Evaluation Sample, Test Cases, Beacon Images, SHAP
First I took a sample of the data bases to see how accurate the models were predicting. I used about 25 addresses from each source (Grundy Center, Independence, New Hampton, Slater, and Ogden) which totaled to 118 addresses after removing the empty evaluations from New Hampton. This is a very small sample considering we have a couple thousand addresses in our database. I went one by one checking whether each attribute was predicted properly for each image.
Each model returns it’s confidence of each prediction it makes so I took the average as follows, vegetation: 43.2%, siding: 37.02%, gutter: 65.07%, roof: 54.89%. Again, this shows the confidence of how sure the model is of it’s prediction so for example on average the gutter model is 65% sure on average that it’s prediction is correct.
Next I assigned a 0 for false or 1 for true for each model’s prediction on whether it’s guess was accurate compared to the image I looked at. This gave me a percent of accurate guesses in the sample data as follows, house present model: 84.62%, vegetation model: 86.42%, siding: 3.7%, gutter: 82.72%, roof: 88.89%. You may have noticed that the siding model only had a 3.7% accuracy rate which is what caused this sample to be evaluated. I believe that the siding model’s real percentage is 96.3% guessed correctly but that the program to run the models returns the wrong prediction from the model. This should be a quick fix then all of the databases need to be updated. Back to the rest of the models, the percentages are pretty high but I do not think that this is due to the accuracy of the models. I think the models are predicting that the attributes are in good condition most of the time and it just so happens that most houses do not have issues. For example the gutter model had 82.72% accuracy from the sample but many of the images gutters were barely visible which leads me to believe that the model is looking at other house characteristics than actually looking for gutters.
Next some issues I found with this sample:
- The roofing model predicted bad roof when no roof is visible. This may still be desirable because gutter does the same thing where is predicts bad gutter when none is visible in the image
- A small blur spot in the top of the image caused the image to be marked as no house present
- Rand select chose an image of a house from a street corner (Google) rather than the front of a house (Winvest) which means the house present model should have removed the street corner image
- Very visible house marked no house present
- Cornfield marked as house present
- Duplicated addresses
- Image of the inside of a store marked house present
I wrote comments of every issue in one of the sample data csv columns.
Test Cases
Next I made a list of test cases to test the models and overall program. Our team will not be able to finish creating these tests but it is important for next year so when they improve the models they have a basic testing plan.
Beacon Images
Aaron Case on the local foods team was kind enough to spend some time creating a spider to scrape Beacon for information on houses in Independence. I am not sure if we will be providing next years AI Housing team with this code (depends if he shares or not, if not spiders aren’t horrible just take a lot of time to make).

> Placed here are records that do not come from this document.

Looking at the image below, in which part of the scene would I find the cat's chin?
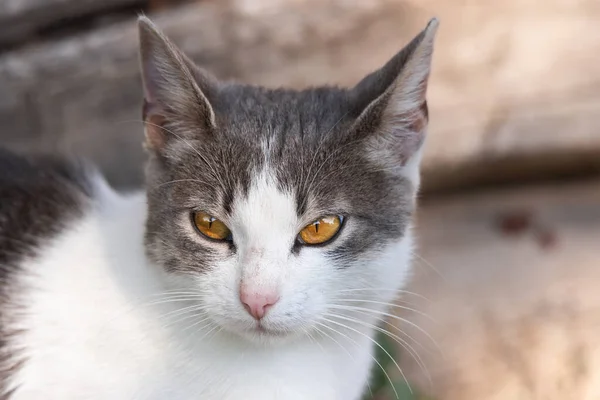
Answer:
[225,322,301,344]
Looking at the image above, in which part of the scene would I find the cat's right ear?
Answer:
[138,16,216,152]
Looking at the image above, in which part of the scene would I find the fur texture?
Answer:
[0,17,437,400]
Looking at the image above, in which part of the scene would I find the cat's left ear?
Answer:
[351,19,439,180]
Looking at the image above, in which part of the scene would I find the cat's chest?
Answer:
[13,324,365,400]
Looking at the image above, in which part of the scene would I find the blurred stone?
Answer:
[0,0,600,191]
[391,180,600,400]
[0,0,143,46]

Aaron’s spider scraped image urls and some other information on the Independence homes but the most helpful part was the image links. This provides us with three sources for some addresses in Independence to evaluate. I made a python script to read in these urls and grab all of the images to use for evaluation. After creating this program sorting the images and implementing them into the Independence database was pretty straightforward.
SHAP
After some tweaking of the model Sadat helped me get the SHAP images to show up and they are quite interesting to see.
The red spots in the bottom graphic show which pixels in the house image are most influential in determining that a house is present. As you can see the trees are highlighted so the model is determining that a house is present because it cannot see the full shape of the tree.

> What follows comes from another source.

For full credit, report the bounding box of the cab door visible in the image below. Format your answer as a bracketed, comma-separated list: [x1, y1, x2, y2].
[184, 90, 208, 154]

This second image shows what we want the model to see more. It is still looking at the trees but it is also looking at the house to make it’s prediction. This is largely due to the lack of training data we have provided the models to train on because most images we have given the model have trees in the image.
Although it is disappointing to see that the model is looking at the trees more than the houses this is an important step in understanding how the models learn from the images we provide.